The Silmarillion was first published four years after J. R. R. Tolkien’s death, primarily as a result of the editorial efforts of Tolkien’s son, Christopher Tolkien. Although this is Tolkien’s final work, one greater in scope than any of his previously published works, it is actually the first work of true fantasy that he began to write. During Tolkien’s rehabilitation after his experiences in World War I, he began to write poems concerning some of the primary characters who appear in The Silmarillion. The events within this book precede those occurring in his more popular works of fantasy, The Hobbit (1937) and The Lord of the Rings trilogy (1954-1955). The Silmarillion, in many ways, can be viewed as the legendary prehistory that serves as a backdrop for those other works.
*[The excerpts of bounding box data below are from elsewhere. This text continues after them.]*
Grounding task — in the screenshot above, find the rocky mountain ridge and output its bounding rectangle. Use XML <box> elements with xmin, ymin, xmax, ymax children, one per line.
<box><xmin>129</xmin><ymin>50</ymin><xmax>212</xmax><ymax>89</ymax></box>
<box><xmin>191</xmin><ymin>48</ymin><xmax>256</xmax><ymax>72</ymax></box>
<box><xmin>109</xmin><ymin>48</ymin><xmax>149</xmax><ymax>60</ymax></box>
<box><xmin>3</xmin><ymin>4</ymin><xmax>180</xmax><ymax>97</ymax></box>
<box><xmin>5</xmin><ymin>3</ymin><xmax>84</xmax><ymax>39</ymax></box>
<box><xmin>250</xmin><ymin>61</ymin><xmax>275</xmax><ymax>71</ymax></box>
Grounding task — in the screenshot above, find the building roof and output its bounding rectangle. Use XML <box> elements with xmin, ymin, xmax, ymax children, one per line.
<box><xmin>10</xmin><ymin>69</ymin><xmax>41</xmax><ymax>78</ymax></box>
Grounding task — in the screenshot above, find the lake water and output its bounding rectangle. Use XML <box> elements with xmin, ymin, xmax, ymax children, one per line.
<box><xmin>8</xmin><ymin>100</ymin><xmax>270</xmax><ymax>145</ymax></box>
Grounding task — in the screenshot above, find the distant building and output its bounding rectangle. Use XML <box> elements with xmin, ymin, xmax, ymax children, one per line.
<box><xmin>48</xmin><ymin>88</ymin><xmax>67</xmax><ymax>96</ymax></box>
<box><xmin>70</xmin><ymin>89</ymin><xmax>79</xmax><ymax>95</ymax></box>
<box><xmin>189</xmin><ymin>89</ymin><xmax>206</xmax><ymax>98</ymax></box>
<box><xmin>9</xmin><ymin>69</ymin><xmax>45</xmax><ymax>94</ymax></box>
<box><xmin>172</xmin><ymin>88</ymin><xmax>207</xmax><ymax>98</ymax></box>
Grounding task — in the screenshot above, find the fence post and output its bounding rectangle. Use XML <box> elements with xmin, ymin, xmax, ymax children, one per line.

The book has five distinct sections: “The Ainulindalë,” “The Valaquenta,” “The Quenta Silmarillion,” “Akallabâth,” and “Of the Rings of Power and the Third Age.” The first and second sections detail the genesis of Arda, the mythical world of which Valinor, Beleriand, and Middle-earth are a part, and also explain the names and attributes of the chief divinities, both good and evil, who inhabit Arda.
The third section, “The Quenta Silmarillion,” is the main part of the book. It covers the history of Arda from the beginning of time to a cataclysmic battle between the forces of good and evil, a battle that...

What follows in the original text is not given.